Monday, March 12, 2012

Peer Response #2 Week 8

My second peer response is for Kelsey's piece:

I cleared my throat and manipulated it into a sultry voice, or as sultry as an eleven year old’s voice can get, for Katherine, “Hey everyone, I’m Katherine. Thanks for coming out tonight to see me, I hope it’s—” My younger sister, Audrey, rushed into our bedroom, almost tripping over the mass of rejected barbies. Interrupting Katherine’s big moment she demanded that I follow her, making frantic “come here” gestures with her hands. I dropped Katherine and she fell over in her chair, waiting for me to come back and let her have this change to sing.
She power-walked, feet shuffling along the beige carpet, towards the kitchen repeatedly looking behind her to make sure I was still there, following her.  As her feet slapped onto tile of the kitchen she jammed her slim fingers into the knob of the cabinet beneath the sink and pulled out our dog’s purple spray can of perfume, on it was a picture of a Bichon Frise bounding through tall grass with its mouth open and tongue flung to the side. She handed it over to me, pausing until I took it and then hooked her fingers under the crescent moon pull of what my mother had dubbed the “junk drawer” and grabbed a small orange lighter which she kept for herself.

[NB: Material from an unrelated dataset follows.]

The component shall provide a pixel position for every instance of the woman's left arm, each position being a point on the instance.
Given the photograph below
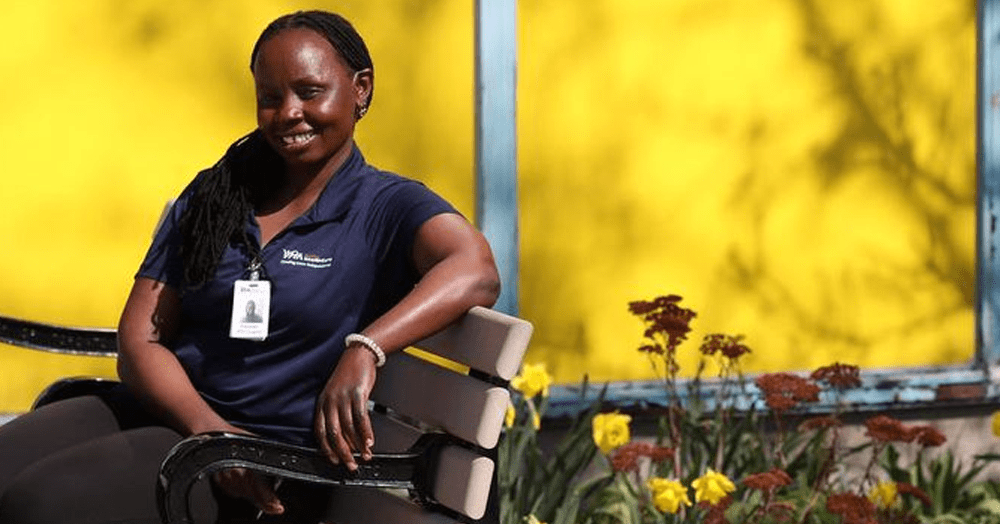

First of all, I want to read more. I can assume from the title that something BAD is about to happen with the doggie perfume and orange lighter.
I think the beginning where she clears her throat came off rather cinematic. I liked the “or as sultry as an eleven year old’s voice can get” because it makes the reader picture some little girl trying to put on the “older” voice. Also, you added specificity when the narrator stated how Audrey almost tripped over the mass of rejected barbies in her hurry. “Slapped” was a very powerful word to express her transition from carpet to tile. It really does sound like a SLAP when you’re stomping across the floor on a mission. I also like the specificity of what was on the dog perfume and the fact that it was an orange lighter. The "cresent moon pull" was an interesting way to call the handle on the "junk drawer."
Good job. :)

1 comment:

  1. Thanks Kay! And trust me, something bad does happen. True-ish story too!